Vanessa Schindler, collection "UrethanePool", Master 2016. [Myriam Ziehli - DR]

Chapitre 04

Maxime Rappaz, de l'habit au septième art

Il a quitté la mode alors qu'on lui prédisait un avenir à succès façon Hussein Chalayan ou du côté de chez Hermès. Comme beaucoup d'étudiants en arts (appliqués ou non), il a changé de discipline et s'est tourné, lui, vers les images qui bougent – costumier pour Christophe Honoré, il travaille sur un long métrage après un master en cinéma.

Là où la jeune génération de designers suisses se racontait, lui, il se taisait. Ses silhouettes mutiques, aériennes et sculpturales, vêtues d'un peu de tulle et de formes géométriques bleu pastel sont restées dans les rétines.

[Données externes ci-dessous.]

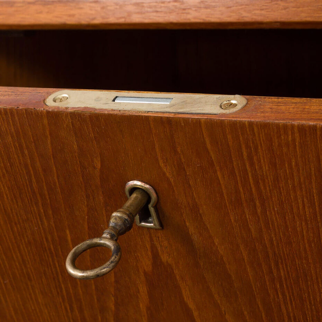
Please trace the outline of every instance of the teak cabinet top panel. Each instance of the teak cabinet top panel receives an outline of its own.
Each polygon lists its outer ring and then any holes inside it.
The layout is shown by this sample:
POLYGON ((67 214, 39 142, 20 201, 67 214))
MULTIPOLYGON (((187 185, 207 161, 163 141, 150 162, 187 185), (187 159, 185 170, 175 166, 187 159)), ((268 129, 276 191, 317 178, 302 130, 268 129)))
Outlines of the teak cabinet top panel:
POLYGON ((319 0, 1 1, 0 28, 315 28, 319 0))

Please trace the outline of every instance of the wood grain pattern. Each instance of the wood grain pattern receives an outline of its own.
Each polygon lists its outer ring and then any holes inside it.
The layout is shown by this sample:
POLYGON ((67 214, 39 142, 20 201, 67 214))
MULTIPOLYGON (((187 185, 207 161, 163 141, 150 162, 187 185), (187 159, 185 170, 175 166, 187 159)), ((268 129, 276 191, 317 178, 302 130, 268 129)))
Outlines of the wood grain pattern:
POLYGON ((3 29, 321 28, 319 0, 0 2, 3 29))
POLYGON ((321 320, 321 100, 248 98, 229 119, 51 110, 53 91, 0 91, 1 321, 321 320), (69 276, 133 179, 164 229, 121 236, 111 274, 69 276))

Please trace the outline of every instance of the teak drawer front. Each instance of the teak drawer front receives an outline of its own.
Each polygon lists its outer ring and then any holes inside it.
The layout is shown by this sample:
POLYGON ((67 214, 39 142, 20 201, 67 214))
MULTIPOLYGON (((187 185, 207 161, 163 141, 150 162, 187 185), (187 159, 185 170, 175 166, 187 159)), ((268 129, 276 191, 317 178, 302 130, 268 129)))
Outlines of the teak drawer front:
POLYGON ((0 89, 2 321, 321 320, 322 99, 210 116, 55 110, 55 91, 0 89), (164 229, 134 225, 111 273, 70 276, 134 179, 164 229))

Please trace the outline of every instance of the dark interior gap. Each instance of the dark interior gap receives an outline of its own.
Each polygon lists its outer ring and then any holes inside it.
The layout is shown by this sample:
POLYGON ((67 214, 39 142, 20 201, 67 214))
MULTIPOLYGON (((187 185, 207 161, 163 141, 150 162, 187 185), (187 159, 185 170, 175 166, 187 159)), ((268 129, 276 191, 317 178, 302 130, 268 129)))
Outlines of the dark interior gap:
POLYGON ((0 86, 322 98, 322 30, 0 32, 0 86))

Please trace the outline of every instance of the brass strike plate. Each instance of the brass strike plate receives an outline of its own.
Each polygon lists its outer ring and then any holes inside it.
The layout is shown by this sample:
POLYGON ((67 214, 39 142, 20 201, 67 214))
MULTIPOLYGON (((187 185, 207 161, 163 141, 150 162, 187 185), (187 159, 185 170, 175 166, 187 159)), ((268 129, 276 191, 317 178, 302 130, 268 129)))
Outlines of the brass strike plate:
POLYGON ((238 111, 246 105, 247 100, 240 95, 63 90, 50 95, 45 102, 49 106, 70 108, 220 114, 238 111))

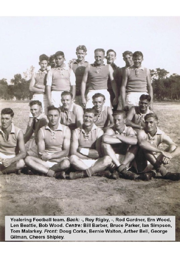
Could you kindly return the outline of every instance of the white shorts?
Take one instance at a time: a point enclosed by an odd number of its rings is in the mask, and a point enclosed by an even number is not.
[[[89,168],[89,167],[92,167],[98,159],[95,160],[94,159],[81,159],[81,160]]]
[[[95,93],[101,93],[105,96],[106,100],[104,106],[112,107],[110,100],[110,94],[106,89],[102,89],[99,90],[89,90],[89,92],[87,95],[87,102],[85,105],[86,108],[92,108],[94,106],[93,103],[93,96]]]
[[[142,94],[147,95],[148,94],[147,92],[134,92],[126,93],[126,105],[130,107],[133,106],[139,106],[139,98]],[[122,104],[121,98],[120,95],[119,98],[119,103],[117,109],[119,110],[122,109]]]
[[[15,155],[7,155],[0,152],[0,157],[1,158],[12,158],[13,157],[15,157]],[[0,161],[0,164],[2,164],[2,162],[1,161]]]
[[[42,107],[43,108],[43,113],[45,113],[45,114],[48,114],[48,101],[46,94],[43,94],[35,93],[33,94],[33,98],[31,101],[33,100],[39,100],[42,103]],[[29,113],[29,117],[33,118],[31,113]]]

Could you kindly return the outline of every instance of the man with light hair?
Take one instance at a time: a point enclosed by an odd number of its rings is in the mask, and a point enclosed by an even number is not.
[[[109,77],[112,88],[115,95],[113,104],[118,103],[117,88],[113,76],[113,70],[110,65],[104,64],[105,51],[104,49],[98,49],[95,51],[95,62],[86,67],[81,84],[81,96],[82,104],[86,108],[93,106],[92,97],[99,93],[104,95],[106,101],[105,106],[111,107],[110,95],[108,91],[107,82]],[[88,93],[86,102],[84,94],[86,84],[88,78]]]

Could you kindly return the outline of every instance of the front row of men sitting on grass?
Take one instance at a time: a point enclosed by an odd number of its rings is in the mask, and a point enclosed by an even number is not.
[[[69,92],[62,93],[62,107],[48,107],[47,117],[40,101],[30,102],[33,120],[24,136],[14,125],[13,110],[2,109],[1,172],[16,172],[26,165],[29,174],[57,179],[98,175],[149,180],[159,173],[164,179],[179,180],[180,173],[169,172],[165,166],[180,155],[180,148],[157,127],[158,118],[148,108],[150,96],[142,95],[127,117],[123,110],[112,114],[104,107],[104,95],[97,94],[94,107],[83,114],[76,109]],[[168,146],[164,151],[158,147],[162,142]]]

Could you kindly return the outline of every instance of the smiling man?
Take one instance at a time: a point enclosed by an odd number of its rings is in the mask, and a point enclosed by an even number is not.
[[[74,130],[82,124],[83,109],[80,106],[74,103],[72,95],[70,92],[62,93],[61,102],[61,123],[68,126],[70,130]]]
[[[144,120],[144,129],[139,130],[137,134],[140,148],[136,157],[138,172],[145,173],[155,169],[164,179],[179,180],[180,173],[168,172],[164,165],[180,155],[180,148],[158,127],[158,119],[155,114],[147,114]],[[168,146],[164,150],[158,148],[163,142]]]
[[[13,123],[14,113],[10,108],[1,113],[0,171],[3,173],[16,172],[24,167],[26,150],[23,133]]]
[[[120,176],[128,180],[137,177],[128,170],[137,150],[137,140],[132,128],[126,126],[127,114],[123,110],[117,110],[113,114],[114,126],[106,130],[103,137],[104,154],[109,156],[114,164],[114,172],[111,178]]]
[[[95,62],[85,68],[81,84],[81,93],[82,104],[85,105],[86,108],[93,107],[92,97],[98,93],[105,96],[106,99],[105,105],[111,106],[110,95],[107,90],[107,82],[109,77],[115,95],[113,104],[115,105],[118,103],[118,92],[113,76],[113,70],[110,65],[105,65],[104,64],[105,53],[104,49],[96,49],[95,51]],[[84,94],[88,78],[88,93],[86,102]]]
[[[48,121],[46,115],[42,113],[41,102],[39,100],[33,100],[29,102],[29,106],[33,121],[29,129],[24,135],[24,142],[26,143],[27,155],[38,157],[38,134],[40,128],[47,124]],[[35,137],[31,139],[34,133]]]
[[[123,73],[121,89],[122,108],[127,110],[132,106],[138,106],[141,95],[149,94],[151,97],[149,107],[153,111],[153,90],[150,70],[141,66],[143,59],[141,52],[135,52],[132,59],[133,66],[126,68]]]
[[[38,134],[39,157],[27,156],[24,161],[40,173],[65,179],[65,171],[70,166],[67,156],[71,132],[68,127],[59,123],[60,114],[54,106],[48,107],[48,124],[41,128]]]
[[[104,170],[111,163],[109,157],[101,157],[101,139],[104,133],[95,124],[95,120],[94,110],[86,108],[82,125],[73,131],[69,161],[78,171],[70,172],[71,180],[91,177]]]
[[[56,66],[49,70],[47,77],[47,94],[49,106],[59,107],[62,105],[61,93],[70,91],[74,99],[76,94],[76,78],[72,69],[66,67],[63,52],[55,54]]]

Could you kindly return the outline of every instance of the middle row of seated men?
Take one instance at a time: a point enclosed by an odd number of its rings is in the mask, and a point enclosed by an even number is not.
[[[160,133],[157,117],[148,108],[151,96],[142,95],[139,106],[131,108],[127,118],[123,110],[113,114],[110,107],[104,106],[105,100],[103,95],[96,94],[94,107],[84,113],[73,103],[71,93],[64,92],[62,106],[49,107],[47,118],[42,113],[41,102],[31,102],[34,118],[24,135],[26,165],[33,172],[57,178],[65,178],[71,164],[78,171],[70,172],[71,179],[96,174],[112,179],[120,176],[148,180],[154,174],[149,171],[154,168],[165,179],[178,180],[179,174],[168,172],[163,164],[179,154],[180,149],[162,131]],[[137,137],[132,127],[137,130]],[[33,132],[35,139],[29,139]],[[162,142],[169,146],[167,152],[158,148]],[[137,174],[128,170],[136,157],[138,160],[134,165]]]

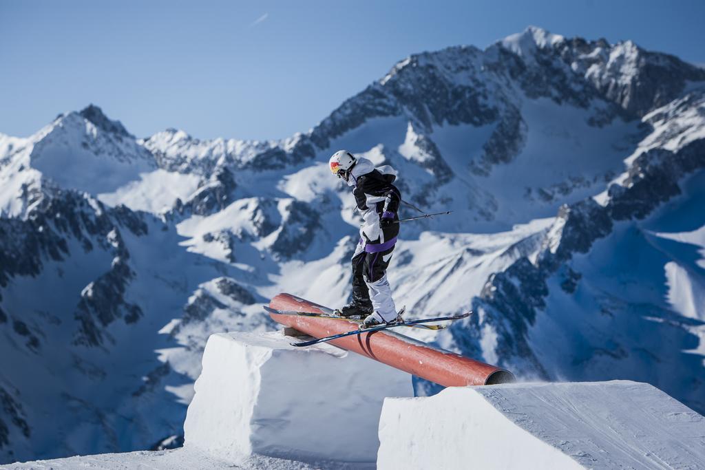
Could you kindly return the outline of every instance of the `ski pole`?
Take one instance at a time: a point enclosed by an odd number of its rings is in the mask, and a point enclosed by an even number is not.
[[[415,206],[414,204],[411,204],[411,203],[410,203],[410,202],[409,202],[408,201],[405,201],[404,199],[400,199],[400,201],[401,201],[401,202],[402,202],[402,204],[406,204],[407,206],[408,206],[409,207],[411,207],[412,209],[415,209],[415,210],[418,211],[419,211],[419,212],[420,212],[421,214],[426,214],[425,212],[424,212],[424,211],[422,211],[422,210],[421,210],[420,209],[419,209],[418,207],[417,207],[417,206]]]
[[[436,212],[435,214],[424,214],[423,216],[417,216],[416,217],[409,217],[408,218],[400,218],[398,221],[394,221],[394,223],[400,223],[401,222],[415,221],[417,218],[426,218],[427,217],[433,217],[434,216],[445,216],[446,214],[450,214],[451,212],[453,212],[453,211],[446,211],[446,212]]]

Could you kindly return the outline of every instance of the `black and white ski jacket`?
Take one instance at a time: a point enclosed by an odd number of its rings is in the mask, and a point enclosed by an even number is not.
[[[393,185],[396,172],[388,165],[374,168],[367,159],[358,158],[350,171],[348,185],[352,187],[352,194],[362,218],[360,237],[367,243],[384,243],[399,233],[399,224],[393,223],[383,230],[380,221],[387,218],[398,221],[401,192]]]

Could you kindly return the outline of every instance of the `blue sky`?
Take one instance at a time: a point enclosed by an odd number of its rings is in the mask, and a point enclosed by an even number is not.
[[[705,1],[0,0],[0,132],[89,103],[133,134],[304,132],[410,54],[535,25],[705,63]]]

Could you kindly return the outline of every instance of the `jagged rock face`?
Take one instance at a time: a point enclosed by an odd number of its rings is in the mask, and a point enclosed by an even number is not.
[[[91,104],[79,113],[87,120],[93,123],[96,127],[102,129],[106,132],[122,135],[126,137],[133,137],[127,131],[125,126],[119,120],[111,120],[103,113],[103,111],[97,106]]]

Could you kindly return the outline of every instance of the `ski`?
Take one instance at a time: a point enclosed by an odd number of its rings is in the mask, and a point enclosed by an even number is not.
[[[332,314],[319,314],[315,311],[297,311],[295,310],[277,310],[276,309],[272,309],[266,305],[262,305],[262,307],[269,312],[270,314],[276,314],[277,315],[295,315],[297,316],[314,316],[319,319],[330,319],[331,320],[345,320],[347,321],[352,321],[357,324],[362,324],[362,319],[351,319],[345,316],[341,316],[340,315],[333,315]],[[400,324],[400,326],[407,326],[409,328],[422,328],[424,330],[443,330],[447,328],[447,325],[404,325]]]
[[[462,314],[461,315],[454,315],[453,316],[439,316],[435,319],[423,319],[422,320],[410,320],[408,321],[396,321],[391,323],[386,323],[386,325],[379,325],[379,326],[372,326],[370,328],[360,328],[355,331],[348,331],[348,333],[341,333],[338,335],[333,335],[332,336],[326,336],[326,338],[316,338],[315,340],[311,340],[310,341],[303,341],[302,342],[292,342],[290,343],[292,346],[303,347],[303,346],[312,346],[313,345],[318,344],[319,342],[325,342],[326,341],[330,341],[331,340],[337,340],[339,338],[345,338],[345,336],[352,336],[353,335],[362,335],[365,333],[374,333],[375,331],[381,331],[382,330],[387,330],[388,328],[396,328],[397,326],[412,326],[414,325],[417,325],[419,323],[425,323],[431,321],[455,321],[460,320],[461,319],[465,319],[470,316],[472,311],[468,311],[467,313]]]

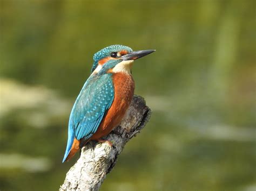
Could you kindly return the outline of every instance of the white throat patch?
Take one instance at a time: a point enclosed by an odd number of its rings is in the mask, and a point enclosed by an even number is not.
[[[122,61],[121,62],[116,65],[113,68],[112,71],[114,73],[123,72],[125,74],[131,75],[131,69],[133,63],[133,60],[132,60]]]

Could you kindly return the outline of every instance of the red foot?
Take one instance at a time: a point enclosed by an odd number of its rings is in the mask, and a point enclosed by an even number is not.
[[[111,143],[111,142],[110,140],[109,140],[98,139],[97,141],[99,142],[99,143],[102,143],[106,142],[109,144],[109,145],[110,146],[112,146],[113,145],[113,144]]]

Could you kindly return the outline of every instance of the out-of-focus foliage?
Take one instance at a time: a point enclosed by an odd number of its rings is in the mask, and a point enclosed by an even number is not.
[[[102,190],[252,190],[256,1],[0,1],[0,189],[53,190],[93,54],[137,60],[153,114]]]

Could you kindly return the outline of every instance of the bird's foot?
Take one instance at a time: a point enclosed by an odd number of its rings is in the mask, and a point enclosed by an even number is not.
[[[107,143],[109,144],[109,145],[110,146],[112,146],[113,145],[113,144],[112,143],[112,142],[110,141],[110,140],[103,140],[103,139],[98,139],[97,141],[99,143]]]

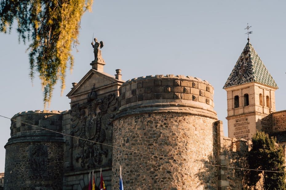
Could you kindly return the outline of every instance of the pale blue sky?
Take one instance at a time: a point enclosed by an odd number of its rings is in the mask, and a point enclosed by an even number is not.
[[[66,88],[60,96],[55,87],[50,109],[70,108],[65,96],[91,69],[92,33],[104,43],[105,72],[121,69],[123,79],[155,74],[190,75],[214,87],[215,109],[227,135],[226,93],[222,89],[247,42],[244,28],[248,22],[250,41],[276,81],[276,111],[286,109],[286,3],[269,1],[94,1],[92,13],[81,20],[79,52]],[[42,109],[42,92],[36,78],[32,87],[27,47],[18,43],[14,27],[10,34],[0,33],[0,115]],[[0,118],[0,172],[4,171],[4,146],[10,137],[10,121]]]

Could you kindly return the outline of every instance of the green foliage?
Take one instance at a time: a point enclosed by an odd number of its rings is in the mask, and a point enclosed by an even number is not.
[[[254,169],[285,171],[282,147],[276,144],[276,139],[264,132],[258,132],[252,138],[252,148],[248,158],[249,168]],[[285,173],[251,171],[248,184],[255,186],[263,176],[262,188],[286,189]]]
[[[72,46],[78,44],[80,20],[93,0],[0,0],[0,31],[10,32],[16,20],[19,40],[30,42],[30,76],[38,72],[44,106],[58,80],[65,88],[67,63],[73,64]]]

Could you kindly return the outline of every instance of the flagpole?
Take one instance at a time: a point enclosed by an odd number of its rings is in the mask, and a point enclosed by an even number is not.
[[[121,165],[120,165],[120,178],[122,178],[122,177],[121,177]]]

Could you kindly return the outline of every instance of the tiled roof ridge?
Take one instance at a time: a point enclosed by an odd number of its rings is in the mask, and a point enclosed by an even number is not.
[[[278,88],[273,78],[248,41],[238,58],[223,88],[253,82]]]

Maxime Rappaz, collection "Finalement, j'ai opté pour le carré", Bachelor 2011.
Maxime Rappaz, collection "Finalement, j'ai opté pour le carré", Bachelor 2011. [Baptiste Coulon - DR]

Chapitre 05

Kévin Germanier, récup' et tapis rouge

Il a habillé Björk, il a créé des accessoires pour Beyoncé et a tapé dans l'œil de Rihanna. Tous les grands magazines et sites de mode, a commencer par Vogue, ont tressé ses louanges…

En surface, ce Valaisan né à Granges, qui a étudié à la HEAD avant de suivre la fameuse Central Saint Martins à Londres et de travailler chez Louis Vuitton, construit sa carrière comme une future star de la mode – qu'il est déjà.

Une création de Kévin Germanier.
Une création de Kévin Germanier. [Alexandre Haefeli - Instagram.com/kevingermanier]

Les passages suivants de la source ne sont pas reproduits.